The launch of the first Bitcoin Futures ETF in the United States has reignited the debate over the safety of cryptocurrency-backed investment products. Many other countries are wrestling with the details of approving investment products backed by unregulated and volatile digital assets. One of them happens to be Australia.
Earlier today, the country’s corporate financial watchdog issued a new set of guidelines. Its goal is to protect investors and increase transparency. This comes just a week after a senate committee report urging the country to enact new digital asset laws, which would increase Australia’s stake in the global crypto competition.
The Australian Securities and Investment Commission (ASIC) issued guidelines aimed primarily at how product issuers and market participants can become more regulatory compliant in relation to crypto-asset ETPs. Those who hold the underlying assets in a crypto-ETP, for example, will need to obtain a license. The ASIC has added a new “crypto-asset” section to the licensing applications for such holders.
In essence, the watchdog has given the go-ahead for the creation of cryptocurrency-backed funds for retail investors. Only products linked to Bitcoin and Ether, however, will be eligible for approval. This is because the watchdog insisted on including only crypto assets with transparent pricing mechanisms, institutional backing, and a relevant futures market, leaving only the top two cryptocurrencies as considerations.
The guidance also included best practices for market participants. This emphasizes how investment products must be admitted and supervised by market participants, as well as how product issuers must establish and operate them.
The agency’s guidance covered key areas such as disclosure, risk management, pricing methodologies, custody of crypto-assets, and admission and monitoring standards.

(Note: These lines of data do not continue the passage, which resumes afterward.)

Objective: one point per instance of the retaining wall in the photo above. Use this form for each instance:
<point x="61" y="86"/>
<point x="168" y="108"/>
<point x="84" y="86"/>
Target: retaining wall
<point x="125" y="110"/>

Cathie Armour, Commissioner of ASIC, stated,
“In Australia, we recognize the interest in and demand for ETPs and other investment products that hold crypto-assets… Crypto-assets have unique characteristics and risks that product issuers and market participants must consider in order to meet their existing regulatory obligations.”
Back in July, the ASIC warned that a Bitcoin ETP could be risky, and that the country should proceed with caution if it wants to create its own crypto-backed investment products. It had also solicited feedback from market participants on the matter.
This was in response to reports that the country’s Securities Exchange (ASX) was considering launching Australia’s first crypto-ETF by the end of the year and was evaluating a number of ETF applications for this purpose.
The new guidelines are expected to resurrect efforts by fund managers in the country to launch a crypto-backed ETF, including BetaShares, VanEck, and Cosmos Asset Management, which currently have products in the works. In any case, two ETFs with crypto exposure were listed on the Chi-X this month, and another is set to begin trading on the ASX in November.